The minimum font size for body text in a standard Supplement Facts panel is 8 point. Smaller packages under 12 square inches may use 4.5-point text, and intermediate packages between 12 and 40 square inches have a conditional minimum of 6 point.
Can i use any font style on a supplement label?
No. The FDA requires clear, sans-serif fonts such as Arial or Helvetica for Supplement Facts panels. Decorative or script fonts that impair readability cause non-compliance even when the point size meets the minimum threshold.
What happens if my label font is too small after printing?
The entire production run is considered non-compliant. Even slight scaling during printing can reduce font sizes below the legal minimum, which means every unit in that run violates FDA labeling standards and is subject to recall or warning action.

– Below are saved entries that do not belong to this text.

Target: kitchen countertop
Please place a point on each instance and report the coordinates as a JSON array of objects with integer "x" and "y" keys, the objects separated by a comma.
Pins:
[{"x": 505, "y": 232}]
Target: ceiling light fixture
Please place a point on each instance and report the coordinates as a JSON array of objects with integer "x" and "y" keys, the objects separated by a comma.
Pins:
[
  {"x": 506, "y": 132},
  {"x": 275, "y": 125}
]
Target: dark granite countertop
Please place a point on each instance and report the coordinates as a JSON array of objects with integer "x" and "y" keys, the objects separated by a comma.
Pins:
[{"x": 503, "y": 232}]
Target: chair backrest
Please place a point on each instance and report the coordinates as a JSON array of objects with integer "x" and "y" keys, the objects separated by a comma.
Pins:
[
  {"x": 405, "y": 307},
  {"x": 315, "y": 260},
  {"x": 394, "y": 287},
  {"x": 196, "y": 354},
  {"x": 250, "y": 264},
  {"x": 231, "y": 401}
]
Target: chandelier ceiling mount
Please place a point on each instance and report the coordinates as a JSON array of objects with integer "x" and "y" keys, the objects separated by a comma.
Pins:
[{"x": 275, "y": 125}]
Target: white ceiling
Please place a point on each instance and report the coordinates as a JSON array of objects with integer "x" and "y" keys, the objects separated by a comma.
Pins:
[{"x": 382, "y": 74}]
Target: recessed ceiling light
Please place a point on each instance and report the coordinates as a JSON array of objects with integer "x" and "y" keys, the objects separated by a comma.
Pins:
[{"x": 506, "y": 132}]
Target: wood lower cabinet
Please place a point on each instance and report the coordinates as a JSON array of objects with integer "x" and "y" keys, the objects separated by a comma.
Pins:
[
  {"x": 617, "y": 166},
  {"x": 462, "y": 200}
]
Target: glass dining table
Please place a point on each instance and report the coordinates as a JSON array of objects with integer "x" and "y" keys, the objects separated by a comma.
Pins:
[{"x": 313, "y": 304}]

Do structure-function claim disclaimers have font requirements?
Yes. Structure-function claim disclaimers must appear in boldface type at a legible size proportional to the label panel. They must also be visually connected to the claim they reference. Missing or undersized disclaimers are a top trigger for FDA warning letters.
What is the difference between supplement facts and nutrition facts panels?
Supplement Facts panels are legally distinct from Nutrition Facts panels under 21 CFR 101.36. They have different required elements, different formatting rules, and different font hierarchy standards. Using a Nutrition Facts format on a dietary supplement is a direct compliance violation.